I admire you for what you've done so far and for your motives, but I advise you, strictly for your own sake, not to involve yourself in harassing this man in any way, because your reputation is at much at stake as hers is if you do.

First, make sure you have as verifiable a copy as possible of the performance review where she dings you for letting this guy do his work without having to come in the way she would like.

Then flatly refuse to take a harder line with him because it could ruin your reputation, hers, and the company's.

After that, depending on whether you want to play hardball or not, you could take the performance review to higher management and get her removed. I'm afraid you might really have to, because it's hard to imagine a person who would act this way in the first place would be anything but vengeful.
posted by jamjam at 8:17 PM on September 5, 2010

Does your manager realize or care that if this gets out - some enterprising writer or blogger decided to make this a cause celebre - mistreating an injured veteran might well make the whole company look bad - "That's company X, you know, where they fired Joe because of his combat injury." You might want to bring this up (tactfully) with your boss - if it gets out that a disabled veteran was ill-treated or forced out this might lose you customers right and left.

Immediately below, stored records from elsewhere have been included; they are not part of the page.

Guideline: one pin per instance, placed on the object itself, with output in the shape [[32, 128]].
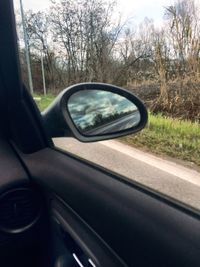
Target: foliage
[[167, 136]]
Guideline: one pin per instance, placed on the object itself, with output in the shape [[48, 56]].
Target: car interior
[[57, 210]]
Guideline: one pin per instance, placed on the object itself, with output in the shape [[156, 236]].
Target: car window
[[151, 49]]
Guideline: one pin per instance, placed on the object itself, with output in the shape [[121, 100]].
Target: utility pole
[[43, 75], [26, 50]]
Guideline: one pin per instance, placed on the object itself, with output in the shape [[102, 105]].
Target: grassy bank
[[163, 136], [167, 136]]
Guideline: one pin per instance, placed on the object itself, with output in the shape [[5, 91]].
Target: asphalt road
[[165, 176], [123, 123]]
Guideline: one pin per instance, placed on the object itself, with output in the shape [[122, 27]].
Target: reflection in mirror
[[98, 112]]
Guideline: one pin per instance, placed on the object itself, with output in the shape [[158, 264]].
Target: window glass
[[150, 48]]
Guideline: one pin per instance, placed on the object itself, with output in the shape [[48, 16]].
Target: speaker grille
[[19, 209]]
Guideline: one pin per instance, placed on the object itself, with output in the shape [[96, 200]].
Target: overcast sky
[[138, 9]]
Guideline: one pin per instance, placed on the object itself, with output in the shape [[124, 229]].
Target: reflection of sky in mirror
[[85, 105]]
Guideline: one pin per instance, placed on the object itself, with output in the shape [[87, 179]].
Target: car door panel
[[141, 229]]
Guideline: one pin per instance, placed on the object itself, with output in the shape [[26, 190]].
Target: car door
[[90, 216]]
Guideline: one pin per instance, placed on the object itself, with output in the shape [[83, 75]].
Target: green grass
[[167, 136], [162, 136]]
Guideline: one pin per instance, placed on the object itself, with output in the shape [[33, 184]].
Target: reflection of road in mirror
[[123, 123], [97, 112]]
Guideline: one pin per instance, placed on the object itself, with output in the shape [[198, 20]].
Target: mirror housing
[[59, 122]]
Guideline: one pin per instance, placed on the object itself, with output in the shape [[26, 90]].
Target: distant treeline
[[83, 41]]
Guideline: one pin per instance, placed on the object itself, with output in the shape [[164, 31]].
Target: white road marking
[[173, 168]]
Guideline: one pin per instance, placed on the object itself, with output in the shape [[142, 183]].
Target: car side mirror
[[93, 112]]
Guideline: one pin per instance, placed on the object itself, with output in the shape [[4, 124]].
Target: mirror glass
[[98, 112]]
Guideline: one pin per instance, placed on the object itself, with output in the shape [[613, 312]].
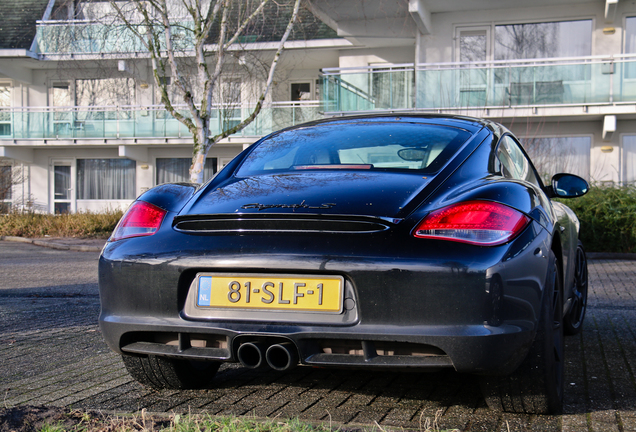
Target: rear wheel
[[573, 321], [536, 387], [168, 373]]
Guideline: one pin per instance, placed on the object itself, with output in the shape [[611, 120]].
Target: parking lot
[[52, 353]]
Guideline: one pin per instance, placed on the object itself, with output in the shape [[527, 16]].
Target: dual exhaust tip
[[258, 355]]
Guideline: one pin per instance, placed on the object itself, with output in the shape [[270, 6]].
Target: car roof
[[471, 124]]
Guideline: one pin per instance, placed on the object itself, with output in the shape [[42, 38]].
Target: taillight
[[475, 222], [141, 219]]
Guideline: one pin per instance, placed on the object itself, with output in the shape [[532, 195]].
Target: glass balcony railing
[[143, 122], [451, 86]]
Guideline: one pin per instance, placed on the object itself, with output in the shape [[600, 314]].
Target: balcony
[[65, 123], [452, 87]]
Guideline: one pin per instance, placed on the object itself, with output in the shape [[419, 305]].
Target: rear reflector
[[476, 222], [141, 219]]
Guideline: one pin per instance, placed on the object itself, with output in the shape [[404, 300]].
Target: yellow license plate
[[275, 292]]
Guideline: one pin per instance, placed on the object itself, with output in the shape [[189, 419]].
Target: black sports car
[[388, 242]]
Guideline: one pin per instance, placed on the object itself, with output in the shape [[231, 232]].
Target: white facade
[[570, 96]]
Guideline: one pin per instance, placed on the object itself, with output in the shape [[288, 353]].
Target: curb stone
[[65, 244]]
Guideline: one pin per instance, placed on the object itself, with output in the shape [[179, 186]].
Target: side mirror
[[568, 186]]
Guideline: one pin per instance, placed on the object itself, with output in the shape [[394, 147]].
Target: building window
[[6, 186], [5, 111], [300, 91], [560, 154], [629, 159], [106, 179], [543, 40]]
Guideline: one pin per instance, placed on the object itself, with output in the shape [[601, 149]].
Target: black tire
[[536, 387], [167, 373], [573, 320]]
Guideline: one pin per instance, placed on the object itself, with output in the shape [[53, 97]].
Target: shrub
[[83, 224], [608, 218]]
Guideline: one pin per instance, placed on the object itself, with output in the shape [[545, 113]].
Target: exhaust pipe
[[250, 354], [282, 357]]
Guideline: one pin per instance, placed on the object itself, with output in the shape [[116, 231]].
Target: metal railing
[[144, 122], [496, 84]]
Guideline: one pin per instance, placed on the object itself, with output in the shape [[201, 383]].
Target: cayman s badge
[[291, 206]]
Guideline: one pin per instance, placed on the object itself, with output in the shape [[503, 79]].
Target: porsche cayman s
[[383, 242]]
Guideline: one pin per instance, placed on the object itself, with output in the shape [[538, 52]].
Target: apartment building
[[81, 120]]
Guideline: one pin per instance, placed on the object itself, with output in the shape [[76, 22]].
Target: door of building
[[62, 187]]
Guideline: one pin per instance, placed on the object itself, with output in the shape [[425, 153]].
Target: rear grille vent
[[258, 223]]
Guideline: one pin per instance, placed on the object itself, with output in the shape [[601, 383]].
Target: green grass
[[83, 224], [81, 421]]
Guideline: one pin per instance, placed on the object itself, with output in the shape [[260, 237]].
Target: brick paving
[[52, 353]]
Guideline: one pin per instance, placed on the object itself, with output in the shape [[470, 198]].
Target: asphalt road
[[52, 353]]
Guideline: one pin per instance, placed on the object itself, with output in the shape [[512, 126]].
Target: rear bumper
[[475, 349]]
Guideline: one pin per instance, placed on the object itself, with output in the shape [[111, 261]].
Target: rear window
[[366, 146]]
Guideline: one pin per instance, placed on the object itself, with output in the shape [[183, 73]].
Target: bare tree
[[192, 44]]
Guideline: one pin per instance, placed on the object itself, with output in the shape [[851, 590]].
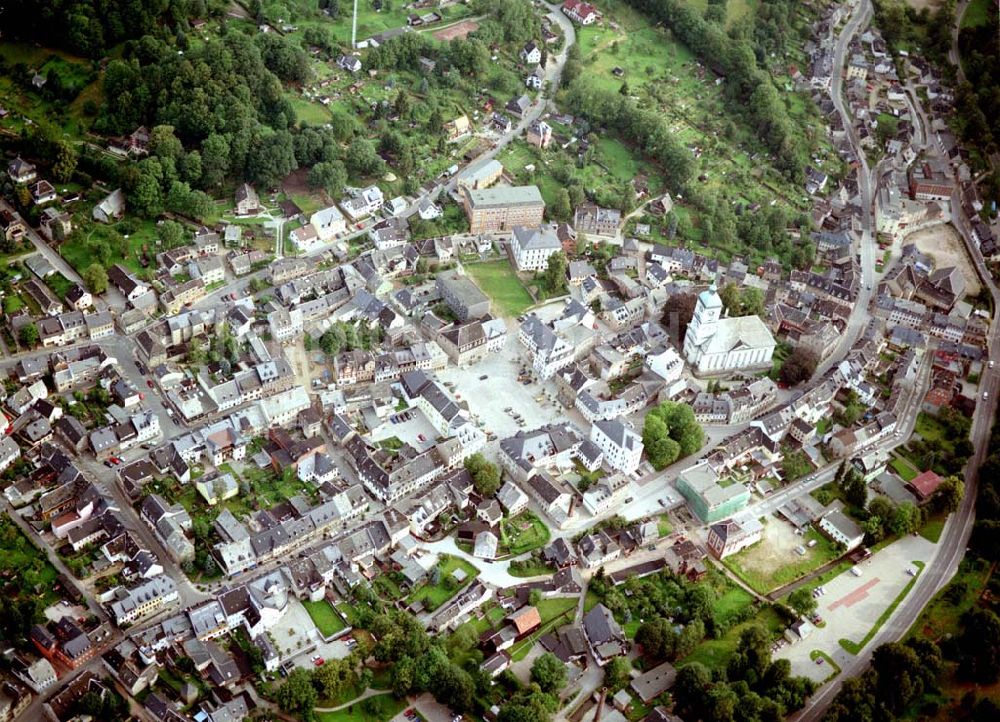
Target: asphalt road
[[954, 538]]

Don't crack down on this guy - it's neither the legal nor the ethical thing to do.
posted by Rosie M. Banks at 8:27 PM on September 5, 2010 [2 favorites]

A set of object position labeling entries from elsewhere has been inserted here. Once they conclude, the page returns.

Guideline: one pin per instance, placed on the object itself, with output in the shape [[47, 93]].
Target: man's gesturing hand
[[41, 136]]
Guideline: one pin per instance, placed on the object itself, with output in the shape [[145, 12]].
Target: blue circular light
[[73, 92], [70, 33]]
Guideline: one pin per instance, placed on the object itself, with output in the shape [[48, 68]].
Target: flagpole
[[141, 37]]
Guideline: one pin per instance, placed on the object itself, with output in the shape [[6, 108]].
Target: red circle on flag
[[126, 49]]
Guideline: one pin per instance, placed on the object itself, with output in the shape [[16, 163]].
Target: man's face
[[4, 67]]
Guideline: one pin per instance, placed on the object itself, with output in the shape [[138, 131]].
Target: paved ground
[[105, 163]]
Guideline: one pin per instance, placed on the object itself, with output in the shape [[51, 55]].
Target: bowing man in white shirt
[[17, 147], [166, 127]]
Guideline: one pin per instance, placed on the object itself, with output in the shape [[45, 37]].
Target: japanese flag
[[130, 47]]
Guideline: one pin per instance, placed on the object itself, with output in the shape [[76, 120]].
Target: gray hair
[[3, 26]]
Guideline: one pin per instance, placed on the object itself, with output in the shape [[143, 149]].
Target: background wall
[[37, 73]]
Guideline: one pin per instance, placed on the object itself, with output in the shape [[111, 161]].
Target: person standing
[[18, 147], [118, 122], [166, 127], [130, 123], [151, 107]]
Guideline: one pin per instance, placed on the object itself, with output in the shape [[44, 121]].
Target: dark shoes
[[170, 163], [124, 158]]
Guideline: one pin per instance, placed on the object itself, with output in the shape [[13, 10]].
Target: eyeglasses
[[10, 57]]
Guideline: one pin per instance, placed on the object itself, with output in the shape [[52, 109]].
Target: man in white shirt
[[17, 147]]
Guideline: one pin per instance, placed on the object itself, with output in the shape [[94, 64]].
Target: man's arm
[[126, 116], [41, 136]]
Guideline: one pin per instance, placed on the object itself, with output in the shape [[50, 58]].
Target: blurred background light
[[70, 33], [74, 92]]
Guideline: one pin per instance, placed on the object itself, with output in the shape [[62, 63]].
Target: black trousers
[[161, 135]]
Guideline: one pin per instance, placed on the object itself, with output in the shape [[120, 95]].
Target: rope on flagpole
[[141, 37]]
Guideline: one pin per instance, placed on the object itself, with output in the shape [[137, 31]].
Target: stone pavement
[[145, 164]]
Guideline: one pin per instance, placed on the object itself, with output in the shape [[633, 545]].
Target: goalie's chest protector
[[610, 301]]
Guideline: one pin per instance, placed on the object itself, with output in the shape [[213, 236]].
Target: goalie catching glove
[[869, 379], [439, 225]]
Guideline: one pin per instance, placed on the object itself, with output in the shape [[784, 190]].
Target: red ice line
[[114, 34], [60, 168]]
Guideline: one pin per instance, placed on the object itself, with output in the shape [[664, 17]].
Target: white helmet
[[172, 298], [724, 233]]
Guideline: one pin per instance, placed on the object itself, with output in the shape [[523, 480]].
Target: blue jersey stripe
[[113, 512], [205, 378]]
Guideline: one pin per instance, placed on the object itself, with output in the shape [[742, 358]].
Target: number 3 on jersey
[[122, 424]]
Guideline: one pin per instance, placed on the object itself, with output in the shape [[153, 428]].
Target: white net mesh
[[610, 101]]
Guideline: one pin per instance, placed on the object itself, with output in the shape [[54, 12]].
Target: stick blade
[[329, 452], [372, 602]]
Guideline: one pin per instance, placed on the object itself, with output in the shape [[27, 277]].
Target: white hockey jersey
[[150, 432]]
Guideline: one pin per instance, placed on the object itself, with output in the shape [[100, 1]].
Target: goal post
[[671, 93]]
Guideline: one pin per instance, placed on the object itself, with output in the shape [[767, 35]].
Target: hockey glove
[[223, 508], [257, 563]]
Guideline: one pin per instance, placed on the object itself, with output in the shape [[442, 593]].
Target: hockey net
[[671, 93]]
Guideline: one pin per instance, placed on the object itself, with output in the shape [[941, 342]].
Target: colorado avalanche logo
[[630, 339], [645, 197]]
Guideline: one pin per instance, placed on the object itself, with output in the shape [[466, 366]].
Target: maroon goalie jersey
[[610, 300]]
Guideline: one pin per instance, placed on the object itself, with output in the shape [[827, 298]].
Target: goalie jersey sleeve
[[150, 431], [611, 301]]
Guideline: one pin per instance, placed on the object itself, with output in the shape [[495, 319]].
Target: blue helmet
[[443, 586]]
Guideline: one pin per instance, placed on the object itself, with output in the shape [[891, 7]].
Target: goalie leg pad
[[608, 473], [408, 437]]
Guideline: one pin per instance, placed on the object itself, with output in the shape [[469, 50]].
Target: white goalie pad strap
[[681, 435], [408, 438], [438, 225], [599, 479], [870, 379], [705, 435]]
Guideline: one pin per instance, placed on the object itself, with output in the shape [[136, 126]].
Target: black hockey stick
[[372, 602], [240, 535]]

I think you should consult an employment lawyer to protect yourself and get some guidance on how to document the situation, and to dind out whether you may yourself be protected for standing up for your employee's rights.
posted by yarly at 8:31 PM on September 5, 2010 [1 favorite]

IANAL If you treat a contractor as an employee in terms of schedule, you may end up having to treat them as an employee, in terms of insurance, vacation, overtime, sick time, disability insurance, etc. Ask HR.

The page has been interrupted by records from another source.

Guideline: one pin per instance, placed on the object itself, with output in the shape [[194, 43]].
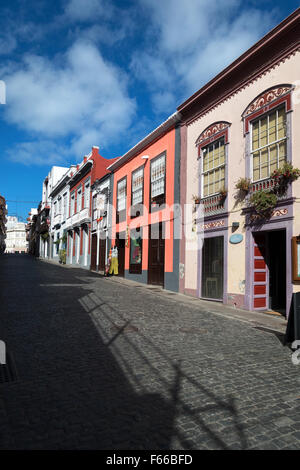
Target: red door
[[156, 254], [94, 252], [260, 273], [102, 247]]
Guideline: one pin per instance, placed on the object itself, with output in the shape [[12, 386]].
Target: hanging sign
[[236, 238], [100, 202]]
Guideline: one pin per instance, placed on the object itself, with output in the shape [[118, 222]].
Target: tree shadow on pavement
[[75, 387]]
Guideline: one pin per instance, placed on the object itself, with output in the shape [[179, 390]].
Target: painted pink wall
[[166, 144]]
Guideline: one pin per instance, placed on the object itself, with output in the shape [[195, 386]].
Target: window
[[79, 200], [158, 172], [95, 207], [121, 200], [137, 187], [65, 205], [268, 143], [72, 203], [135, 252], [87, 195], [213, 168]]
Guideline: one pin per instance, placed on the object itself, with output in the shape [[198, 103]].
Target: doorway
[[156, 255], [269, 286], [102, 250], [94, 252], [120, 242], [213, 268]]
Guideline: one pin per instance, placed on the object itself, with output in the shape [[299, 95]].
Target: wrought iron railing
[[213, 204]]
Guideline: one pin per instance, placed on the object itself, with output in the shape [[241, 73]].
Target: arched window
[[211, 149], [266, 122]]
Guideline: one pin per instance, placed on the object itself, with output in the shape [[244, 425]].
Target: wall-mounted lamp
[[235, 226]]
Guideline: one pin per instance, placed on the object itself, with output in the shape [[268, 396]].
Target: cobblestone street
[[98, 364]]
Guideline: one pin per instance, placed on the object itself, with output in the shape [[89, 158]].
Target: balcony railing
[[267, 184], [213, 204], [78, 218]]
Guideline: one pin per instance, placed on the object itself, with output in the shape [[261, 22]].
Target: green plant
[[243, 184], [223, 192], [284, 176], [196, 199], [64, 238], [62, 256], [263, 202]]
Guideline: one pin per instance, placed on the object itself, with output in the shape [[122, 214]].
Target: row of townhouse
[[171, 205], [3, 213]]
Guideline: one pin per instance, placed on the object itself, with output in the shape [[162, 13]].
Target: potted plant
[[284, 176], [263, 202], [243, 185], [223, 192], [62, 256], [45, 235]]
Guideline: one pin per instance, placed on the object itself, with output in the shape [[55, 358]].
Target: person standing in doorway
[[114, 261]]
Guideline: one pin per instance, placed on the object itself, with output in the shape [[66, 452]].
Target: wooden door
[[101, 261], [94, 252], [156, 255], [120, 243], [260, 273]]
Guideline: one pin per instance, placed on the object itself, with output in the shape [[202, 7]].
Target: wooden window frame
[[133, 210], [258, 117], [295, 260], [161, 198], [203, 147], [136, 268], [121, 215]]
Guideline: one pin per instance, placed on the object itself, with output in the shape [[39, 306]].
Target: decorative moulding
[[266, 98], [211, 132]]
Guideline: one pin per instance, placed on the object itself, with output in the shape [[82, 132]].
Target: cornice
[[240, 87]]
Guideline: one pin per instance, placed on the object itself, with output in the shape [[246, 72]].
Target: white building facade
[[101, 222], [15, 236], [60, 200], [51, 180]]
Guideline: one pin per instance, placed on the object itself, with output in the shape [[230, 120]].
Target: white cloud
[[163, 102], [88, 10], [8, 43], [78, 96], [195, 40], [38, 152]]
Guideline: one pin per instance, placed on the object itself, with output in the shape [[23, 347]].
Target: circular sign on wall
[[236, 238]]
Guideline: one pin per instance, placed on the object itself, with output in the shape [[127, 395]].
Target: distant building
[[15, 236]]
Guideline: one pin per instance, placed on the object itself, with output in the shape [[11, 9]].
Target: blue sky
[[97, 72]]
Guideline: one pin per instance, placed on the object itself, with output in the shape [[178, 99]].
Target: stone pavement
[[102, 364]]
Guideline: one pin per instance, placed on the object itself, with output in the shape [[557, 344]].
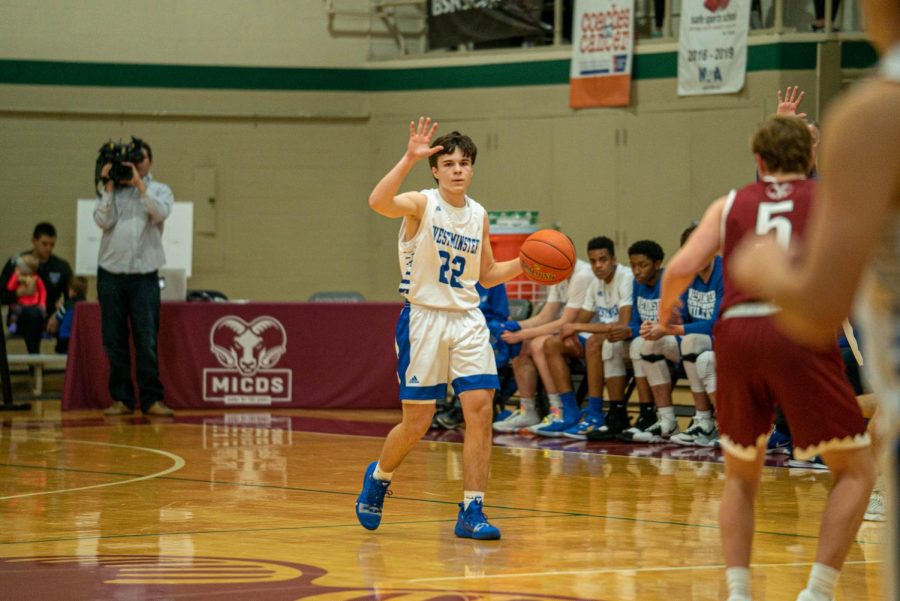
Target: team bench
[[38, 362]]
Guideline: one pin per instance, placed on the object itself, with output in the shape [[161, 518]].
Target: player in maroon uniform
[[759, 367]]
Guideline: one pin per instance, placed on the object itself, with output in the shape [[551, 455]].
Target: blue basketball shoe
[[472, 523], [589, 422], [370, 500], [779, 444]]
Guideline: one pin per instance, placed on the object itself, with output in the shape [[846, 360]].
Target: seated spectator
[[54, 273], [650, 367], [564, 301], [65, 314], [699, 310], [30, 290], [598, 335]]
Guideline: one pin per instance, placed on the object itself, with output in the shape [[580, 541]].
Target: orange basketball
[[547, 257]]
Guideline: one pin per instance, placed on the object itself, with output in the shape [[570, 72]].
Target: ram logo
[[247, 352], [248, 347]]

When you talk to your boss, emphasize the productivity of the employee and your concern about potential liability to the company. Use the flattery phrases "I knew you'd want me to be cautious" and "When you coached me on managing this staffer."

And, do the right thing, as well as the legally right thing. Your instincts are serving you well.
posted by theora55 at 8:41 AM on September 6, 2010

Is it possible that he might be able to re-arrange some of his appointments? It's not unheard of for contract types to not think of how things look to the boss. She does sound like an ass, but I think if you go as cautiously as you can, you can cover your own ass and appease her.

Does the company have a handbook for contract workers? Is the a published policy that you can somehow show her, all under the idea of making sure the company is protected?

Flatly refusing something gets you canned, and there's no one to protect this guy.